Und als hätte sie es geahnt, kaum nachdem sie den Schlüssel gedreht hatte, hörte sie die hohe Stimme der alten Dame: „Fräulein Bachstein! Kommen Sie auch mal wieder?“
Marion sah ihr in die Augen und sagte in ihrer freundlichsten Stimme: „Gibt es irgendwelche Problem, Frau Müller?“
„Mein Sohn musste schon wieder den Schnee entfernen! Mein Sohn arbeitet und Sie, Fräulein sitzen den ganzen Tag in der Uni, oder vermutlich im Cafe und lassen den lieben Gott einen guten Mann sein. Mein lieber Karl hat Rücken!“
Diese Litanei würde normalerweise ewig weitergehen, doch Marion kürzte es ab.

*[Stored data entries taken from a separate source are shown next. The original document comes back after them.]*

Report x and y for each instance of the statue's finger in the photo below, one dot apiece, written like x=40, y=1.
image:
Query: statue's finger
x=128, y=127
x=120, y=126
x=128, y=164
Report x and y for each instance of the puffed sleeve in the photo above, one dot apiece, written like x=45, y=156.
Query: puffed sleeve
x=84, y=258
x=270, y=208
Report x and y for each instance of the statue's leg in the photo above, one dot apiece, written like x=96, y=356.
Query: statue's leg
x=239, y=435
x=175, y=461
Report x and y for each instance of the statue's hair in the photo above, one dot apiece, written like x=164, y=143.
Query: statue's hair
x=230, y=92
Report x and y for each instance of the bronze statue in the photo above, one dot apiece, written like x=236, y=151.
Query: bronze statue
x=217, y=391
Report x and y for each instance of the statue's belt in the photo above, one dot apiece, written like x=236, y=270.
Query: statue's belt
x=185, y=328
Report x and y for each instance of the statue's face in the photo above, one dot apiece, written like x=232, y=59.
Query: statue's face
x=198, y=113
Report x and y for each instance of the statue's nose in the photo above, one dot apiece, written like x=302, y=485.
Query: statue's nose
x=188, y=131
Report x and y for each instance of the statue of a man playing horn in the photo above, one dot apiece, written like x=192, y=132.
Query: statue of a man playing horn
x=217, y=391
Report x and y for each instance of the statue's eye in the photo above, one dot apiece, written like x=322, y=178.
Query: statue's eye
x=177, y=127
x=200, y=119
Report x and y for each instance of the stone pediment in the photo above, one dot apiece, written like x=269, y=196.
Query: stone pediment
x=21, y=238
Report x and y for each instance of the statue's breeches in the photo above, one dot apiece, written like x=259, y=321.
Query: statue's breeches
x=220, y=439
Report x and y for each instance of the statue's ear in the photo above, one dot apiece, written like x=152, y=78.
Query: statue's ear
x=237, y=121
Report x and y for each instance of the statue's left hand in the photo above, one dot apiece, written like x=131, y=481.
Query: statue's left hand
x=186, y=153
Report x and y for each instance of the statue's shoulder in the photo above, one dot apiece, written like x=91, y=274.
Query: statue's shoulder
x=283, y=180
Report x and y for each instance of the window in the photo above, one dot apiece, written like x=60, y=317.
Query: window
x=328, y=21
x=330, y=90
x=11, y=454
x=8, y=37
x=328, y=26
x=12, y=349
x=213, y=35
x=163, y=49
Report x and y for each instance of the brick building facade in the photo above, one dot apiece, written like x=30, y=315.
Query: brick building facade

Sie blickte der Dame in die Augen und beeinflusste ihre Gedanken, was je besser funktionierte, je einfacher die andere Person gestrickt war.
Frau Müller schnappte ein paarmal und verabschiedete sich: „Auf Wiedersehen, Fräulein von Bachstein.“ Sprachs und verschwand in ihrer Wohnung.
Marion stieg ohne weitere Probleme in ihre Wohnung im zweiten Stock. Es war eine kleine Zweizimmerwohnung, die noch aus den 70-er Jahren stammte. Ein Wohnraum mit Küche, ein Schlafzimmer und ein kleines Bad war ihr Reich. Die Küche war nur wenig im Gebrauch, das Wohnzimmer besaß einen eigenen Charme mit einer Sitzecke und drei Bücherregalen. Im Schlafzimmer war ein kleines Bett, einen Schrank, und einen Schreibtisch mit einem Stuhl. Der Schreibtisch wurde dominiert von einem Laptop.
Marion hatte wenig Gäste, die meisten ihrer Mitstudenten lebten im Studentenwohnheim. Sie zog es vor, alleine zu leben, daher entschied sie sich für diese Wohnung. Die Bücher in den Regalen waren alt und jeder Kenner würde leuchtende Augen bekommen. Alte Folianten aus dem Mittelalter, seltene Schriften und Originalausgaben. Marion liebte es, zu lesen, das sah man ihrer Wohnung deutlich an. Ansonsten lebte sie spartanisch. Ein Date hatte sie nicht vor und dass sie mit einem Jungen länger zusammen leben würde war nicht in ihrer Planung inbegriffen.
Sie setzte sich ins Schlafzimmer, schaltete ihren Laptop ein und rief ihre E-Mails ab. Die meisten drehten sich um ihr Studium. Sie studierte Geschichte, doch wusste sie durch ihr langes Leben mehr als alle ihre Professoren. Schließlich hatte sie die bedeutenden Künstler ihrer Zeit persönlich kennengelernt, war beim Prager Fenstersturz anwesend und hatte sogar eine Weile mit der Kaiserin Elisabeth I. und Königin Viktoria von England verbracht.
Am Anfang ihres Studiums hatte sie noch gewagt, sich mit den Professoren anzulegen, doch nach mehreren schlechten Bewertungen ließ sie es.
Die E-Mails waren größtenteils eine Änderung ihres Tutoriums, drei Anfragen wegen Hausaufgaben und eine Benachrichtigung, das ihr Buch in der Bibliothek verfügbar war und sie es am nächsten Tag abholen konnte.
Marion schaltete den Rechner ab und begab sich ins Bad. Sie zog sich aus und warf ihre gebrauchte Kleidung in die Ecke.
Sie wusch ihr Gesicht und betrachtete sich im Spiegel. Es war eine ihrer Besonderheiten, dass sie sich darin sehen konnte.
Schließlich las sie noch eine Stunde in einem Originalmanuskript von Goethe und legte sich dann schlafen.